KUALA LUMPUR – The government’s decision not to sell PLUS Malaysia Bhd to Maju Holdings Sdn Bhd is the right move to avoid unnecessary financial problems in the future and prevent a bail-out.
As pointed out in a written reply to the Dewan Rakyat late last month, the decision to keep PLUS was due to the uncertainties and risks associated with the takeover bid.
Moreover, with the stroke of what is surely a definitive decision by the Finance Ministry, it ensured the continuity of dividends flowing down to 14.5 million contributors to the Employees Provident Fund (EPF).
This means there would be no disruption to the benefits they are reaping and to ensure contributors continue reaping dividends from EPF’s 49% equity in PLUS.
Besides EPF, the UEM Group owns a 51% equity in PLUS.
Doubts over the takeover’s financial capability were raised after Maju Holdings Executive Chairman Tan Sri Abu Sahid Mohamed made a whopping RM36 billion offer for the company to buy all PLUS highways.

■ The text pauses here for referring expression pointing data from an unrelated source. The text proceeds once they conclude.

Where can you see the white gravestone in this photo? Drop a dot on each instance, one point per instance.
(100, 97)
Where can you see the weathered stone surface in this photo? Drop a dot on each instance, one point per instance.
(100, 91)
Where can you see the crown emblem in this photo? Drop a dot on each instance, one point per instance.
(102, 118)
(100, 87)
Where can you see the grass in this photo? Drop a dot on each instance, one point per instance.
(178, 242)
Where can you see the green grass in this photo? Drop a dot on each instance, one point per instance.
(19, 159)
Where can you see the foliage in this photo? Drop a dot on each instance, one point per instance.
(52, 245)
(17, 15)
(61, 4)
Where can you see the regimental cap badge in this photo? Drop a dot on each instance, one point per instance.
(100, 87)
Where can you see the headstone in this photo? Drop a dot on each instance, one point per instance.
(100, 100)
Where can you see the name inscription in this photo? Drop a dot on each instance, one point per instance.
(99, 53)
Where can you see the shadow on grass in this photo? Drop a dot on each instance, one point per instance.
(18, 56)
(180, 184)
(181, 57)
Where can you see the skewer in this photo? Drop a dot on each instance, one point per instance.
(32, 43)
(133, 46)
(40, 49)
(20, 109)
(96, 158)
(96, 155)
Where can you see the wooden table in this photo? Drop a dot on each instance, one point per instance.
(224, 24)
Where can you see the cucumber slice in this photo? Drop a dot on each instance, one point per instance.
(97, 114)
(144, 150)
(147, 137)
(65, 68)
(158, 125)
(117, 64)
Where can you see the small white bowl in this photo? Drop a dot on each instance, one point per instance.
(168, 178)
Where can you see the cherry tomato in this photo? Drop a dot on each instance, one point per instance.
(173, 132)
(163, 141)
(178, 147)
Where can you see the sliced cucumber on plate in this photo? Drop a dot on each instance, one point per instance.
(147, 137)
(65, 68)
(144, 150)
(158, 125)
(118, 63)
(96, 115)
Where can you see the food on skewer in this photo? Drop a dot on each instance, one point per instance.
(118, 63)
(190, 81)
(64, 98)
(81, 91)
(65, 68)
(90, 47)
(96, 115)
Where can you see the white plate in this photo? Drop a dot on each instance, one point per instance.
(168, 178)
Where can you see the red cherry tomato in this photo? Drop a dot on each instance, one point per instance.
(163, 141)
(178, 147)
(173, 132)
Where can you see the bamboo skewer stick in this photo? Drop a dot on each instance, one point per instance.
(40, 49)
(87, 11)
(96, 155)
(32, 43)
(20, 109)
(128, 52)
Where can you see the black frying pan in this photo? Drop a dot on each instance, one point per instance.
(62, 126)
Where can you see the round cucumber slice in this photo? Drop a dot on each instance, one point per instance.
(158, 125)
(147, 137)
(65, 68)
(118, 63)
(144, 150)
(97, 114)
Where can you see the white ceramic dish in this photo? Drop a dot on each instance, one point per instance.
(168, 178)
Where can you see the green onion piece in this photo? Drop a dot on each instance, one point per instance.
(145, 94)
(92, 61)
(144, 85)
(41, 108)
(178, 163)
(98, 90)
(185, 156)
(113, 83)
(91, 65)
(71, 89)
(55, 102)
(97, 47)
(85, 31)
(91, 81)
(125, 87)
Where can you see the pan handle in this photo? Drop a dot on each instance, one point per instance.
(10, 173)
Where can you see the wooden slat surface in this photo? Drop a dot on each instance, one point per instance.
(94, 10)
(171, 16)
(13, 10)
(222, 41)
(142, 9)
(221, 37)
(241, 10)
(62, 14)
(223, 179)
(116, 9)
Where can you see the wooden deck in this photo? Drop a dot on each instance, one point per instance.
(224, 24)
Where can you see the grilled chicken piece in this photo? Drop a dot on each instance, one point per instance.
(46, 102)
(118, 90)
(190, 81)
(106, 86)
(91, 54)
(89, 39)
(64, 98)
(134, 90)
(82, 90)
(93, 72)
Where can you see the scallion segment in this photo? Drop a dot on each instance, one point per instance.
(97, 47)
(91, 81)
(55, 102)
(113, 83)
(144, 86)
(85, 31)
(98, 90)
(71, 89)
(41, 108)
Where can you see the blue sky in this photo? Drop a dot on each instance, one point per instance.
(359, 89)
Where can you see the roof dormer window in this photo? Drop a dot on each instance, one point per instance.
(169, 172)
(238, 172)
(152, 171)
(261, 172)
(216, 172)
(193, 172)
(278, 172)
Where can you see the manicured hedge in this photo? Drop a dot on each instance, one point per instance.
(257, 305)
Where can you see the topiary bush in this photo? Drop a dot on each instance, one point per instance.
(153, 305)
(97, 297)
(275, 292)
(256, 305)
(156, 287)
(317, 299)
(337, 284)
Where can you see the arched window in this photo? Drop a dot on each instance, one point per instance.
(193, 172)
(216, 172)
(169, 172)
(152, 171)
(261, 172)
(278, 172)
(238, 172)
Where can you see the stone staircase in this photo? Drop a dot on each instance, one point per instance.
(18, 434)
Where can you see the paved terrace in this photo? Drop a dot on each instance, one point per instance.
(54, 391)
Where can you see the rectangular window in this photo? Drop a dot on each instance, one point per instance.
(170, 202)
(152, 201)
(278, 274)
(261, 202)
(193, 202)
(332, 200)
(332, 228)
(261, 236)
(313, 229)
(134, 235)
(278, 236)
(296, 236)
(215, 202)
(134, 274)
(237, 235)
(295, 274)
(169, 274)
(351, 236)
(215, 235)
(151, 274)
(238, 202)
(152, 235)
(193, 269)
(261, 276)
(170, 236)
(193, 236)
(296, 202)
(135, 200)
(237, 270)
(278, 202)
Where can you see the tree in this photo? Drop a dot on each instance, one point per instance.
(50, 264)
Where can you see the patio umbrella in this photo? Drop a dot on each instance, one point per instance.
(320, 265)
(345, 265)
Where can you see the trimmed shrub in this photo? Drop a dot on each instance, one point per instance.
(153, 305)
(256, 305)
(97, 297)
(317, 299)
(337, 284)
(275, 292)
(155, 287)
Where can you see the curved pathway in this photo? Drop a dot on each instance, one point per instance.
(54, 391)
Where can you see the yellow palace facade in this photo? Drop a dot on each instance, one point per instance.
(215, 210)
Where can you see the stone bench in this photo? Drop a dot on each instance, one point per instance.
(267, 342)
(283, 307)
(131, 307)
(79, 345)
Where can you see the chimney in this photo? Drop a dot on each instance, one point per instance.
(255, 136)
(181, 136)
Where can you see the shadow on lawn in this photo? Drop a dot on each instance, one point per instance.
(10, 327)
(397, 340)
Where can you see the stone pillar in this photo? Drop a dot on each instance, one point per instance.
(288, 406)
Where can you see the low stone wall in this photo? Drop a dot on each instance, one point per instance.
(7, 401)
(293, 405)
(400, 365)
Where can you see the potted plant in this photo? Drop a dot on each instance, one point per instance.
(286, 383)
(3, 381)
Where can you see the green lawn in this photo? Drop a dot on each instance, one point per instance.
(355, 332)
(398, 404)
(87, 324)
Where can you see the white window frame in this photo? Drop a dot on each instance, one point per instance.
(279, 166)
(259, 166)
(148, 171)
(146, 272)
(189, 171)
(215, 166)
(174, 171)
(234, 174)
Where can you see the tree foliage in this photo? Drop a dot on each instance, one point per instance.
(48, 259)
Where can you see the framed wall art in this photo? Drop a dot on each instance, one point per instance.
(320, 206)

The government, in arriving at its decision, must obviously have weighed the financials of such a massive deal and studied it closely.

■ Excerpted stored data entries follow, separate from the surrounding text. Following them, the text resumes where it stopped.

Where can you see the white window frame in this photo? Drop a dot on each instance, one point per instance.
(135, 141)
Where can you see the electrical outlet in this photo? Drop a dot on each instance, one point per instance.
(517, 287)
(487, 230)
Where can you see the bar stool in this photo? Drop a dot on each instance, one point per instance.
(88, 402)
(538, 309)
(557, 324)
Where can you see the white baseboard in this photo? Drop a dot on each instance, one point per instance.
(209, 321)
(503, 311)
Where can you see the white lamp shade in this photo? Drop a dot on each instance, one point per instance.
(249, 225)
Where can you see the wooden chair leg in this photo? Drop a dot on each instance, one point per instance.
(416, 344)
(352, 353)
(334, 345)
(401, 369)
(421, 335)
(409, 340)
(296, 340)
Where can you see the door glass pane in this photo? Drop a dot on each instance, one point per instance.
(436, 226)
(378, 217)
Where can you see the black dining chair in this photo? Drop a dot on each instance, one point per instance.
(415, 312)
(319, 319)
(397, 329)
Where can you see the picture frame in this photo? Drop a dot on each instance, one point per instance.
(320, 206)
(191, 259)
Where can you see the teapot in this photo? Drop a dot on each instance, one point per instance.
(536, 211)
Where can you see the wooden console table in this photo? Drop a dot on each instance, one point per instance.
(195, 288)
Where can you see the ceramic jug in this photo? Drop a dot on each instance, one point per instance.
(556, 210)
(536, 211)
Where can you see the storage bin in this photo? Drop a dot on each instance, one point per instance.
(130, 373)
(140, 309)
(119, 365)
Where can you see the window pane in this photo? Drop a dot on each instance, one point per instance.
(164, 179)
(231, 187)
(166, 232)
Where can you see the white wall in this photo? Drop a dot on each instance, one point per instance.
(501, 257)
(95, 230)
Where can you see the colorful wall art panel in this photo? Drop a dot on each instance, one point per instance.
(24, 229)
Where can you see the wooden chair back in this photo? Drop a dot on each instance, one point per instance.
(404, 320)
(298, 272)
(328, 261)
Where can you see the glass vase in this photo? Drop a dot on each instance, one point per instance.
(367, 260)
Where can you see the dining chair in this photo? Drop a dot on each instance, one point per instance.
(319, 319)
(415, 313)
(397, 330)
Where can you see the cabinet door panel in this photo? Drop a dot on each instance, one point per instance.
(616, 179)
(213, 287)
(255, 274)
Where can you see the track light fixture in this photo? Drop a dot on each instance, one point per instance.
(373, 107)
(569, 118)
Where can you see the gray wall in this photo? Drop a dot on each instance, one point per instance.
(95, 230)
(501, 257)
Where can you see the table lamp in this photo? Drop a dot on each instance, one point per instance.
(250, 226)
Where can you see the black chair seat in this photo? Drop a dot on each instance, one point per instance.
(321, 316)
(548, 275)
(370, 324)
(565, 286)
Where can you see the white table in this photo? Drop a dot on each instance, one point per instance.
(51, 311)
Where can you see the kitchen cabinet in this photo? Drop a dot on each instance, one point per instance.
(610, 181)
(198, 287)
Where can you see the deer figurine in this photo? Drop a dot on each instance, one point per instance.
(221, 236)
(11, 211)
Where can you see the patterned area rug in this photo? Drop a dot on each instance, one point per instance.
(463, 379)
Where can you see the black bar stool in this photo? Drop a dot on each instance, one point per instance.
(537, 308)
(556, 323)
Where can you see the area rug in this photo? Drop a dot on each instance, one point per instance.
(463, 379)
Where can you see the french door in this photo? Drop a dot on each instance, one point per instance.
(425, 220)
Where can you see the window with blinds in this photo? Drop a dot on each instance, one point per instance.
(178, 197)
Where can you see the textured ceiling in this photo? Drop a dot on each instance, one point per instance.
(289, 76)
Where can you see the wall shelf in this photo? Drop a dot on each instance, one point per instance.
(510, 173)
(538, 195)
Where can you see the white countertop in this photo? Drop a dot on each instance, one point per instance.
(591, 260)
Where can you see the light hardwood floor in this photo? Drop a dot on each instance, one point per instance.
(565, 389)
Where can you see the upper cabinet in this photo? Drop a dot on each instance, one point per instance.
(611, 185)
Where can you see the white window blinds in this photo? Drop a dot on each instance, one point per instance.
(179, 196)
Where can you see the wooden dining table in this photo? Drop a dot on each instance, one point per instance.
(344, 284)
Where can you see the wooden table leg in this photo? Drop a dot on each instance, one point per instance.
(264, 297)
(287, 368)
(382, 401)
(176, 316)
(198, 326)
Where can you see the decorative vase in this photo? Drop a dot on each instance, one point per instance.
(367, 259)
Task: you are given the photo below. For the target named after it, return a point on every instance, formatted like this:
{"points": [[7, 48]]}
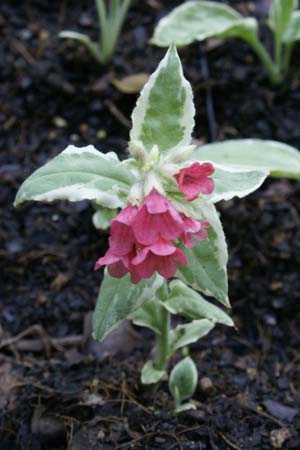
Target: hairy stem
{"points": [[162, 342]]}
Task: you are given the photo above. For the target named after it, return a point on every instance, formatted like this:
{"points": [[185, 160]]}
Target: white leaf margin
{"points": [[140, 110]]}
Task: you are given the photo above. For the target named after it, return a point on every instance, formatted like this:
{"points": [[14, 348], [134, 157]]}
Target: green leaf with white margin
{"points": [[199, 20], [187, 302], [149, 315], [103, 217], [78, 174], [235, 182], [118, 298], [189, 333], [207, 261], [292, 33], [279, 159], [183, 381], [150, 375], [164, 113], [280, 16]]}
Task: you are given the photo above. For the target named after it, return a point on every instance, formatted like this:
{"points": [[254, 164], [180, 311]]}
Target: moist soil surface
{"points": [[59, 389]]}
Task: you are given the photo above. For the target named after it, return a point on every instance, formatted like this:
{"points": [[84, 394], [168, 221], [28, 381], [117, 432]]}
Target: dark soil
{"points": [[58, 389]]}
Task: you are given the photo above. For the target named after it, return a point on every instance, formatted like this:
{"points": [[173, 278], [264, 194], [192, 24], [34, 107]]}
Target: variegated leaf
{"points": [[280, 16], [189, 333], [275, 157], [185, 301], [206, 268], [199, 20], [292, 33], [164, 112], [235, 182], [118, 299], [78, 174]]}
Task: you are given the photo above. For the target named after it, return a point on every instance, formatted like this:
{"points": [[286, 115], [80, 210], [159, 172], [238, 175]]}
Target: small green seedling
{"points": [[111, 19], [167, 246], [198, 20]]}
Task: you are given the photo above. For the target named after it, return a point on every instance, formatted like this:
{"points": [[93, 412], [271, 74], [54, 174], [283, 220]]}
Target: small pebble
{"points": [[101, 435], [60, 122], [279, 436]]}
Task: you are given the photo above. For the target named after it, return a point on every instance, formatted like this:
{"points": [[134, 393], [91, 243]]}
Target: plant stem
{"points": [[271, 68], [287, 56], [162, 342]]}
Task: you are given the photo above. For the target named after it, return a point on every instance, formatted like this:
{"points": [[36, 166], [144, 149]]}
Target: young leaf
{"points": [[118, 298], [235, 182], [78, 174], [189, 333], [277, 158], [292, 33], [206, 267], [199, 20], [280, 16], [185, 301], [102, 218], [149, 315], [93, 47], [150, 375], [164, 114], [184, 407], [183, 381]]}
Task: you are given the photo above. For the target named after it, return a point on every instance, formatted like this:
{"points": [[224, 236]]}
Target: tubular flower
{"points": [[194, 230], [142, 240], [194, 180], [157, 218]]}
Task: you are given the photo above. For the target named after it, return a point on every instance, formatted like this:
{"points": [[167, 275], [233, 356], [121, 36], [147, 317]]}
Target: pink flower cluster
{"points": [[142, 239]]}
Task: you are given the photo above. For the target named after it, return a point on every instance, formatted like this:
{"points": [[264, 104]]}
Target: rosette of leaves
{"points": [[160, 138], [199, 20]]}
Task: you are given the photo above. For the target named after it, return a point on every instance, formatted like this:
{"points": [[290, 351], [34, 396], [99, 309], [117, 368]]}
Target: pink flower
{"points": [[194, 230], [162, 257], [194, 180], [122, 238], [156, 218], [142, 239], [122, 245]]}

And, financial analysts and bankers must have been in one mind when they looked at the numbers because the mathematics didn’t add up.
For instance, the proposal uses the assumption of two per cent as being the coupon rates for the bonds.
However, only Khazanah Nasional Bhd and UEM can use a two per cent rate because nobody except UEM and Khazanah would get a triple A rating like they have now.
Any individual person or private company would definitely get a lower rating of AAB or ABB, which means double the interest payment for the bonds.
The bonds would have to be re-rated and they would have to pay more.
So, a back of the envelop calculation also shows that Maju’s proposal to freeze toll rates is untenable.
Therefore, the government was right in arriving at the decision in safeguarding the interest of the public and EPF contributors.
The Finance Ministry was right in demanding that any PLUS takeover must be supported by clear and strong financial sources so that it could continue operating despite economic shocks or volatility in foreign exchange.
“This is important, so the government would not have to bail out PLUS if any untoward incident happens,” the ministry had said in a written reply to Hee Loy Sian (PKR-Petaling Jaya Selatan), who enquired about the decision following Maju Holdings’ RM36 billion offer to acquire all PLUS highways.
“Due to risks and uncertainty in this matter, the government has no plans to let go of PLUS’ stake to Maju Holdings,” it said.
Understandably, the government does not want to bail out someone down the road, which clearly has shut the door o any intended acquisition of PLUS.